Latest update: April 24th, 2012
It’s been raining rumor and myth since the September 11 terrorist attacks on the United States. And though most of the so-called urban legends that now abound on the Internet and even make an appearance or two in mainstream news outlets are easily dispelled by their very outlandishness, there are some that just won’t go away.
Perhaps the most persistent is the claim that one of the Sept. 11 terrorists had been released from an Israeli prison at the insistence of the U.S. The following (or a very close variation) is the e-mail that has made its way to millions of Internet users worldwide over the past six or seven weeks:
In case you didn’t know…please pass it on. Terrorist pilot Mohammed Atta blew up a bus in Israel in 1986. The Israelis captured, tried and imprisoned him. As part of the Oslo agreement Israel had to agree to release so-called ‘political prisoners.’ However, they would not release any with “blood on their hands.” A well-meaning American president, Ronald Reagan, and his secretary of state, George Shultz, ‘insisted’ that all be released.
Thus Mr. Atta was freed and eventually “thanked” the U.S. by flying an airplane into tower one of the World Trade Center. This was reported by many of the networks at the time that the terrorists were first identified. It was censored in the U.S.A. from all later reports. The American public must be made aware of this fact.
We know this will burst the bubble of many a conspiracy theorist, but the only “fact” about the above-quoted e-mail is that it is nothing more than a patchwork of mistaken identity, historical illiteracy and outright falsehood, all adding up to one gargantuan lie. That the Monitor was still receiving versions of it as late as last week – after it had been thoroughly discredited by several newspapers and on a number of specialty websites – testifies both to the rumor-generating powers of the Internet and the boundless gullibility of the American public.
To begin with the matter of mistaken identity, back in 1986 a 33-year-old Palestinian named Mahmoud Atta (aka Mahmoud Abad Ahmad) shot up an Israeli bus, killing the driver and wounding several passengers. Some months later Atta, a naturalized American citizen, was apprehended in Venezuela and deported to the U.S. because there was no extradition treaty between Venezuela and Israel.

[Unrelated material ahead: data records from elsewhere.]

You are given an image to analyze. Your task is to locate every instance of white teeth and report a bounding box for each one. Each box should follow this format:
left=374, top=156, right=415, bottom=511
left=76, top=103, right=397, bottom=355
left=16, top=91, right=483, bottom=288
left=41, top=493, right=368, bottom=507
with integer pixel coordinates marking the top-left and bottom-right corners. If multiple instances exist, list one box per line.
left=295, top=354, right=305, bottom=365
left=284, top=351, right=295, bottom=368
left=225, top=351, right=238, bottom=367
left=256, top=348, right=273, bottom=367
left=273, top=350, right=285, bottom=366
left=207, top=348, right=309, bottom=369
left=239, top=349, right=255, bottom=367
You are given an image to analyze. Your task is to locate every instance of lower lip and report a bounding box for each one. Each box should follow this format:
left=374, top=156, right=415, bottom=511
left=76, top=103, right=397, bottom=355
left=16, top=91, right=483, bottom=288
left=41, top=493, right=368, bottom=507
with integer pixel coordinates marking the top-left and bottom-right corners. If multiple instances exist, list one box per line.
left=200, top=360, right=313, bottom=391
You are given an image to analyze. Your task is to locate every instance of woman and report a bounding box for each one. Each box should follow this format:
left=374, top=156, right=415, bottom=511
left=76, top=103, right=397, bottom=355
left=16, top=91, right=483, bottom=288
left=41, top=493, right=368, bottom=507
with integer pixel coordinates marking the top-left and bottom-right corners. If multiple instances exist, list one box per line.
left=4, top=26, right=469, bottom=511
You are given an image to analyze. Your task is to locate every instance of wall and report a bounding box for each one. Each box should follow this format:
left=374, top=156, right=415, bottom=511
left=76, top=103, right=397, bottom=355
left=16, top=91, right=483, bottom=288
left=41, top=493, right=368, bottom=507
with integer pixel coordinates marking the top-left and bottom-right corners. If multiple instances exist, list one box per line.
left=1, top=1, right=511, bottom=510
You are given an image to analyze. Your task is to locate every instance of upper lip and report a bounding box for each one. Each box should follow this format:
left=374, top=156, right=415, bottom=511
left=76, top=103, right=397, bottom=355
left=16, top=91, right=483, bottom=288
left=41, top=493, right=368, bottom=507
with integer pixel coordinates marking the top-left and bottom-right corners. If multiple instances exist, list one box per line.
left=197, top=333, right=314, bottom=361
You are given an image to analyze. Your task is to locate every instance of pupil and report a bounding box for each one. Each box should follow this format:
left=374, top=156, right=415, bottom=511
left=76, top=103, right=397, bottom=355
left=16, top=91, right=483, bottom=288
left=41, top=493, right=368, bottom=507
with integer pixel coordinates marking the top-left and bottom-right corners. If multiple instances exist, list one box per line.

After spending three years in a U.S. jail, Atta was extradited to Israel where he was sentenced, in October 1991, to life in prison. The Israeli Supreme Court eventually freed him on a technicality, and his present whereabouts are unknown.
But as the Jerusalem Post reported earlier this month, that particular Mohammed Atta was a Palestinian born in Ramallah who would be 47 years old today; the Mohammed Atta identified by the FBI as one of the Sept. 11 terrorists was a 33-year-old Egyptian.
Now, about the e-mail’s historical illiteracy: As the myth-busting website Snopes.com points out, “The Atta who attacked a bus was arrested by the FBI and extradited to Israel, not ‘captured by Israelis,’ and his extradition didn’t take place until two years after Reagan left office. In fact, the Oslo agreement itself wasn’t signed until nearly five years after Reagan left office. All of this makes it rather difficult to support the claim that Atta was released under the terms of the Oslo agreement at the insistence of President Ronald Reagan and Secretary of State George Shultz.”
As for the e-mail’s outright falsehood, the misinformation about Atta was certainly not “censored in the U.S.A. from all later reports.” (Besides, only a cretin could believe that American journalists would knowingly “censor” a story this sensational if it were true.)
What happened was that while some news outlets initially ran stories that misidentified the Palestinian Atta as the Sept. 11 Atta, the erroneousness of those reports became obvious rather quickly – so that other than some embarrassed retractions, there were no “later reports.” This was not a case of a story being “censored” – there simply was no story there.